The investigation into pitch augmentation’s effect on classifier accuracy revealed complex outcomes. The analysis, as shown in
Table 6, indicates that minor pitch adjustments, up to +/−0.4 semitones, have minimal impact on precision. In contrast, larger alterations lead to reduced accuracies, while the choice of augmentation level, specifically the augmentation by +/−1.4 semitones for the outdoor drone model ‘HP-X4 2020’, might appear contradictory given its performance in
Table 6; this decision was grounded in a comprehensive examination of the augmentation effects across all classifiers on real-world examples. It was observed that, despite the seemingly counterintuitive selection based on
Table 6’s data, augmenting the pitch by +/−1.4 semitones significantly improved classification accuracy by up to 40%, as depicted in
Figure 5. This substantial improvement, illustrated with blue circles, contrasts sharply with the 9.9% accuracy (represented by black dots) observed without augmentation, as previously noted in
Section 3.2. Augmentations beyond +/−1.4 semitones further demonstrated substantial accuracy enhancements compared to scenarios without augmentation. This strategic selection, thus, was based on detailed assessments of augmentations’ impacts, identifying +/−1.4 semitones as the most effective for enhancing classifier performance in real-world settings (for this particular example), underscoring the broader applicability and importance of pitch augmentation.
Acknowledging the reliance on accuracy metrics from training, where augmented values were compared with non-augmented ones from identical measurements, reveals a methodological limitation in evaluating the augmentation technique’s efficacy. This shortfall highlights the need for broader assessments of augmentation strategies, particularly pitch adjustments, to accurately gauge their benefits and constraints in enhancing drone sound classification under diverse real-world scenarios.
3.3.4. Delays
The study’s investigation into the effects of introducing audio delays of 15 ms to 27 ms, with amplitudes varying from 30% to 90%, aimed to mimic real-world acoustic phenomena like echoes and ground reflections. However, no specific trend was observed in classification accuracy across different delay levels, suggesting minimal impact, possibly due to noise rather than a systematic influence on performance.

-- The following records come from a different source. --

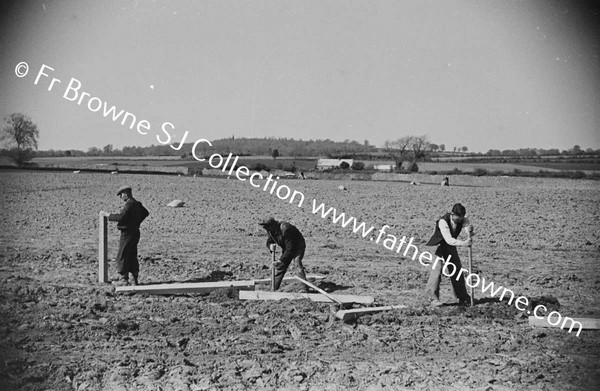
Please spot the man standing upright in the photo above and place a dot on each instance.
(447, 229)
(292, 245)
(128, 222)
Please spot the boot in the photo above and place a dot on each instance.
(123, 281)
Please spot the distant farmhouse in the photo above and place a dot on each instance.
(383, 167)
(324, 164)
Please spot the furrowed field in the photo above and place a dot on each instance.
(62, 330)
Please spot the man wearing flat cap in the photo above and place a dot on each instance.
(128, 222)
(292, 245)
(445, 236)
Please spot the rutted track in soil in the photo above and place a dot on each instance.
(62, 330)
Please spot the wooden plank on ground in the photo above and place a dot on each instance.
(586, 323)
(310, 277)
(185, 287)
(358, 312)
(264, 295)
(332, 297)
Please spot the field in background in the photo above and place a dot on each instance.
(308, 164)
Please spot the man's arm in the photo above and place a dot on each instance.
(445, 230)
(288, 243)
(119, 216)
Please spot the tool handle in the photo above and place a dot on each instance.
(273, 249)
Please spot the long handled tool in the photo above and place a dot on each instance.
(273, 249)
(471, 267)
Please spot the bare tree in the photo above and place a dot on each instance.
(419, 145)
(22, 135)
(403, 144)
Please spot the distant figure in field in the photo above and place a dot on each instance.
(292, 244)
(447, 229)
(128, 222)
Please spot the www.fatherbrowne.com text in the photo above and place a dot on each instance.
(74, 93)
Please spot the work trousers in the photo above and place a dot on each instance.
(127, 261)
(435, 277)
(281, 269)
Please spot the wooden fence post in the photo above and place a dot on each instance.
(103, 248)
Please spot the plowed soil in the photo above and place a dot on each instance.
(62, 330)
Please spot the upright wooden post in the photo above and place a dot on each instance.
(102, 248)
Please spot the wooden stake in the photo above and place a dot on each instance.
(102, 248)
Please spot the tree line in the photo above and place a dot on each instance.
(20, 136)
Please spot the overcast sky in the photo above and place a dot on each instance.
(494, 74)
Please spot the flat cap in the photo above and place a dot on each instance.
(124, 189)
(267, 222)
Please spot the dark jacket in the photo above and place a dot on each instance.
(131, 216)
(288, 238)
(437, 238)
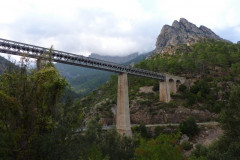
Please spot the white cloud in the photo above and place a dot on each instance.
(110, 27)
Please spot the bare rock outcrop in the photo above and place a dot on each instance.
(183, 32)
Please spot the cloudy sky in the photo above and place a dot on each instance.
(110, 27)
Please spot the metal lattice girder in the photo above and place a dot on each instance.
(28, 50)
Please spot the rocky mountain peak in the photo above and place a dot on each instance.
(183, 32)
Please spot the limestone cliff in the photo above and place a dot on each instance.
(182, 32)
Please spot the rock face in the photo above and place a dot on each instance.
(183, 32)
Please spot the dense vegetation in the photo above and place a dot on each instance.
(40, 120)
(84, 80)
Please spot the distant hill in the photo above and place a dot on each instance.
(115, 59)
(183, 32)
(85, 80)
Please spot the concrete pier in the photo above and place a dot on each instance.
(123, 115)
(164, 91)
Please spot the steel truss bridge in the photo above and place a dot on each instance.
(32, 51)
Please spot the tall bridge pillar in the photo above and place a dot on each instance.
(164, 91)
(123, 115)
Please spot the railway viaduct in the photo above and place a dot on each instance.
(167, 83)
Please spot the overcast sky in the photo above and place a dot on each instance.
(110, 27)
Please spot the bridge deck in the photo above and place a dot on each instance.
(32, 51)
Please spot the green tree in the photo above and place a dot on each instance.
(164, 147)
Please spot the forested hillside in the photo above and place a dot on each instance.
(212, 67)
(40, 120)
(84, 80)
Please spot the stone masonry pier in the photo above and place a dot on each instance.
(123, 125)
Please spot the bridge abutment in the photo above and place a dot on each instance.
(123, 115)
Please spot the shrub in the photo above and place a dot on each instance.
(141, 129)
(182, 88)
(164, 147)
(158, 130)
(199, 151)
(186, 145)
(189, 127)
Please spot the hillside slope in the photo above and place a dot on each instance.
(85, 80)
(183, 32)
(211, 67)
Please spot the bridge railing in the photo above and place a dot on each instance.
(32, 51)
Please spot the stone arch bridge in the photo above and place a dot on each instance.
(167, 83)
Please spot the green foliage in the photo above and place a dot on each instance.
(141, 129)
(158, 130)
(182, 88)
(186, 145)
(189, 127)
(199, 151)
(164, 147)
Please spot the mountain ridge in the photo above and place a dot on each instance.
(183, 32)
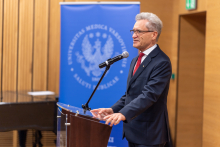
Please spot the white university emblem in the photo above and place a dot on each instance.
(97, 45)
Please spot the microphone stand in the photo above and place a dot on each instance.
(86, 105)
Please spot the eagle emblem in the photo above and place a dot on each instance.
(94, 55)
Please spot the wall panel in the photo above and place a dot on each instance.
(191, 80)
(40, 59)
(211, 121)
(1, 36)
(25, 46)
(54, 47)
(10, 42)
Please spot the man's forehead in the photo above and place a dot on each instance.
(140, 23)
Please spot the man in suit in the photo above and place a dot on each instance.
(143, 108)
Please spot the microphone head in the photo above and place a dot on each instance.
(125, 54)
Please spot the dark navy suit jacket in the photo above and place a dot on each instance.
(145, 102)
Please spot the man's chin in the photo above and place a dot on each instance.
(135, 46)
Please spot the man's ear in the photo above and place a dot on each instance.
(154, 35)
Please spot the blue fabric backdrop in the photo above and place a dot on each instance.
(91, 34)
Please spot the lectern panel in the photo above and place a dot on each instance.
(88, 133)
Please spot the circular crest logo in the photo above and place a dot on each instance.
(91, 46)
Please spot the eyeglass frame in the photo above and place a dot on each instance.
(137, 32)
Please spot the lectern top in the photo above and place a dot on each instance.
(74, 109)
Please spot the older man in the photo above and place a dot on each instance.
(143, 108)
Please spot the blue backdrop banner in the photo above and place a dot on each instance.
(91, 33)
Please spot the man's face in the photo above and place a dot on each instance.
(143, 40)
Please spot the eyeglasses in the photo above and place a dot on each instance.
(137, 32)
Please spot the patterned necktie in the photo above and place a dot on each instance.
(138, 62)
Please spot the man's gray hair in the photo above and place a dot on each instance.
(154, 23)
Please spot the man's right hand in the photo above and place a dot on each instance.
(101, 112)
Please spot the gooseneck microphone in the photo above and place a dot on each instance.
(110, 61)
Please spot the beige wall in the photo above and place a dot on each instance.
(29, 51)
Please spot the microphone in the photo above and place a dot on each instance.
(110, 61)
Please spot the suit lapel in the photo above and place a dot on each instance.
(143, 65)
(130, 74)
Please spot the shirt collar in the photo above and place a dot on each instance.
(147, 52)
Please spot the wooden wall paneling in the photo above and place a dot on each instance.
(191, 80)
(54, 46)
(1, 36)
(201, 6)
(10, 42)
(25, 48)
(6, 139)
(165, 11)
(40, 57)
(211, 119)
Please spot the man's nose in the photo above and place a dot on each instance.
(134, 35)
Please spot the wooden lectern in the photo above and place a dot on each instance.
(76, 129)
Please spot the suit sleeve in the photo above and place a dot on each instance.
(158, 81)
(119, 104)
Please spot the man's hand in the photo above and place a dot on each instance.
(114, 119)
(101, 112)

The analysis of delay augmentation is uniquely dependent on the specific measurement context, including the microphone–drone relative positions and surface reflectivity. Real-world conditions can produce time differences between the direct signal and its reflection of up to 30 ms, with amplitude variations based on the reflection coefficient of surfaces. This highlights the importance of incorporating a broad spectrum of delay variability to accurately reflect real-world scenarios.
Figure 6 presents the classification performance over time for the ’HP-X4 2020’ drone, comparing non-augmented (black dots) and random delay-augmented (blue dots) scenarios. This augmentation significantly improved accuracy from 9.9% without augmentation to 27.3% with random delay augmentation. Such an enhancement underscores the critical need to simulate a wide array of delay variations, closely resembling the acoustic reflection conditions found in real-world environments. This finding advocates for random delay augmentation as an effective strategy to increase the robustness of classification systems in settings with prevalent echoes and reflections.